Reason, author of the anti-aging blog Fight Aging and CEO of Repair Biotechnologies, still isn’t convinced that methylation is very useful in assessing biological age or the efficacy of various therapeutics, despite the wide use of methylation-based clocks.
He surprised me at this year’s Longevity Therapeutics conference in San Francisco by speaking out about the utility of the now widely used epigenetic/methylation clocks pioneered by Steve Horvath, Morgan Levine, and others. I attended the conference on behalf of the Lifespan Extension Advocacy Foundation (LEAF) for my second year in a row, and I enjoyed the sessions and the discussions.
I asked Reason a couple of questions about epigenetic clocks in that session and circled back with him later in this email conversation.
Why are many scientists so gung ho about using methylation clocks in aging studies if the scientific support is lacking? For example, in my recent interview with David Sinclair, I asked about the broader issue of whether epigenetic changes are a cause or consequence of aging, and he was clear in arguing that they are a cause.
Everyone is using methylation clocks because (a) producing that data is a part of trying to make them useful, and (b) it is really useful to convince investors, grant writers, etc who have an unsophisticated view of this.
Are we on the right track to make methylation clocks useful in aging studies, or are the required follow-up calibration studies just not being done yet?
I think the community is on the right track, more or less, but they aren’t being rigorous enough. It is too ad hoc, and this will be slower.
David Sinclair conducted the research showing that epigenetic change is downstream of double-strand breaks. If that bears out, it is only a cause in the looser sense of the word cause. Not a root cause. A point of intervention a few items removed from the cause.
Josh Mitteldorf has argued that it probably wasn’t HGH that led to thymus gland regrowth in the TRIIM trial and that the other four factors (metformin, Vitamin D, DHEA and zinc) were probably more impactful. Do you think that what he argues has any merit?
I don’t think Mittledorf’s argument holds water, given the other evidence for growth hormone to produce thymic regrowth in animal models, but it is testable.
What biomarkers do you consider useful at this time, if not methylation clocks? Please elaborate.
Which biomarkers of aging are useful at this time for rejuvenation therapies: probably some of them, but whether or not that is the case has yet to be proven. People will (and probably should) take the reasonable position that composite biomarkers of frailty are meaningful and that we should pay attention to approaches that can reverse them. But all of the others have yet to be shown to be good enough that one can test new approaches to rejuvenation against them and be prepared to stand by the results.
How do you explain the success of clocks like GrimAge at predicting timing of disease and time to death if methylation clocks aren’t measuring anything meaningful?

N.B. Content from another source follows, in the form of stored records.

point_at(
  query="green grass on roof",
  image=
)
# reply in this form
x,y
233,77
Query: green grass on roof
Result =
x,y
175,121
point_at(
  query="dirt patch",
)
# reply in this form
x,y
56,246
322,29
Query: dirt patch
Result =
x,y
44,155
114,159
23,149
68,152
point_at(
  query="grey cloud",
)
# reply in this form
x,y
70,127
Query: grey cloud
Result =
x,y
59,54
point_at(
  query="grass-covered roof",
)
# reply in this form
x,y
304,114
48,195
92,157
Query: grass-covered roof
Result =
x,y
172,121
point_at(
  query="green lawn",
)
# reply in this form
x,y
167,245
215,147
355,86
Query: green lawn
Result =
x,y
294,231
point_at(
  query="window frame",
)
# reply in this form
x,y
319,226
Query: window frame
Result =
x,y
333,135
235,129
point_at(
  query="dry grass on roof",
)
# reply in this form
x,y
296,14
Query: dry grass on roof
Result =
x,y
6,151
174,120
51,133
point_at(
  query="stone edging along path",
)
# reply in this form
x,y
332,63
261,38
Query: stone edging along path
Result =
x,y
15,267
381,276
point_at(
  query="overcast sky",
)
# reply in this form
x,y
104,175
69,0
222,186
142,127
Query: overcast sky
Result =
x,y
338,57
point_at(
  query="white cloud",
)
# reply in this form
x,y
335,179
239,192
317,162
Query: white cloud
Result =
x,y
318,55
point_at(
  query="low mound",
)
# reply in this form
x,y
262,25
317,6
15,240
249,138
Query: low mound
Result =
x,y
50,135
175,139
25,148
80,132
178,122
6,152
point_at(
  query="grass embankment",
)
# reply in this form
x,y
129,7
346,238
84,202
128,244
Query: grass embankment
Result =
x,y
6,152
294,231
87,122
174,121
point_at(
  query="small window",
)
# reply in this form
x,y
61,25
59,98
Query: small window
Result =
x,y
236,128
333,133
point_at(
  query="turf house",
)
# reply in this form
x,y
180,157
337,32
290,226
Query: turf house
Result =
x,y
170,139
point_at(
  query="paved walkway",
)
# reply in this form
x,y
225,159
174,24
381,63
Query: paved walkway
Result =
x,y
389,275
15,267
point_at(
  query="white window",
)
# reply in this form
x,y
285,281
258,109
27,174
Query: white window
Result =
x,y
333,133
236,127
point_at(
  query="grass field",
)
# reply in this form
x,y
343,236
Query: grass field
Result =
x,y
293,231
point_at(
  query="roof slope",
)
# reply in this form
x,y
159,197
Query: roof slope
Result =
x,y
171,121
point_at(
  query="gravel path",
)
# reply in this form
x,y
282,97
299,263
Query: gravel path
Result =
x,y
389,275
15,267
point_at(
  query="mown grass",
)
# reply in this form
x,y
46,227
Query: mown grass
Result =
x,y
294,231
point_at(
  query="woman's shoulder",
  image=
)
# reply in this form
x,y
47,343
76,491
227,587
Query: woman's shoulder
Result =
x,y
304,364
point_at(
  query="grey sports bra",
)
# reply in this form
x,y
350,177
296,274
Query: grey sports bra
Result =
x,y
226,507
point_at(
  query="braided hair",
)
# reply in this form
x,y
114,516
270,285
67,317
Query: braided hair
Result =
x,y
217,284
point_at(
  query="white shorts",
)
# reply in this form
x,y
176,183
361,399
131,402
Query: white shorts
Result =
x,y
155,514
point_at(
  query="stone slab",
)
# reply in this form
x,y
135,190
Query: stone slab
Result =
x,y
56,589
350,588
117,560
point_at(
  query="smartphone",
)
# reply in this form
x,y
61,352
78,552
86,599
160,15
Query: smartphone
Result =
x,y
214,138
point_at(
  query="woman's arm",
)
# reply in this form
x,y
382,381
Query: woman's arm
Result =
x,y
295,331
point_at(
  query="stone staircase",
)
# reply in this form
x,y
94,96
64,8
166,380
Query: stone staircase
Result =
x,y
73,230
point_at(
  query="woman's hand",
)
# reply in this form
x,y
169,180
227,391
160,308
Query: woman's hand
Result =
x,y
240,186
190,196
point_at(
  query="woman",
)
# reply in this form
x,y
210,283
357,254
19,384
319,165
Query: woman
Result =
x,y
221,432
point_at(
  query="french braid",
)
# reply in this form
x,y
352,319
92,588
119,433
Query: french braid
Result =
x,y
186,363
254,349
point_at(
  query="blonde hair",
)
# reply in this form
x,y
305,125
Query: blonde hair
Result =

All these items, such as GrimAge, are measuring something related to aging. The reason why we can’t just then use them to test any new approach is that we don’t know whether or not these clocks (or other biomarkers) are measuring everything relating to age. Rejuvenation therapies will fix specific line items, reverse specific forms of damage. Since aging is a network of interacting forms of damage, it is perfectly possible to get good correlations with biomarkers that are only sensitive to the consequences of one or two forms of damage or are overly sensitive to one specific consequence. So you really don’t know whether what you observe in the biomarker results are in any way reflective of how useful any given potential rejuvenation therapy might be.
This is very true for the epigenetic clocks. It is a reasonable position to suggest that frailty rolls up pretty much everything in aging, and therefore we should expect results on frailty to be indicative of how useful a rejuvenation therapy is across the board – but that still may or may not be usefully true. It is only plausible.
Now, for specific age-related diseases, one can of course see whether or not something works. There are very clear goals and metrics. If you have a potential rejuvenation therapy, and it fixes arthritis (as is the hope for senolytics), then you put it through the FDA process for arthritis and let the longer battle of discovery relating to everything else in aging play out thereafter. Which is pretty much what everyone will do in the present generation of companies in the longevity industry.
Can you elaborate on the basis for your thymus rejuvenation approach and how it’s developing? What biomarkers will you use to test effects?
Our work on regrowth of the thymus is based on upregulation of FOXN1, a master regulator of thymic growth and function. Its expression declines with age, and that is the proximate reason as to why the thymus atrophies and the supply of T cells declines. So we build gene therapies to produce greater expression of FOXN1, which causes the thymus to increase its cellularity and start turning out more useful T cells. We’re presently past the proof of principle stage in mice and working on the formulation of the therapy. Simple biomarkers are fairly well established for anything to do with a faltering immune system; a great deal of work has taken place in connection with HIV in the past few decades, for example. One uses flow cytometry to count immune cells with various different surface markers indicating different populations: in our case, we want to see more naive T cells in the usual proportions, split between CD4+ and CD8+ types that are effective at tackling pathogens and errant cells. This is not so different from the HIV therapies in which researchers and clinicians are looking for CD4+ cell counts as a measure of how damaged the immune system has become and how much it might have recovered following treatment.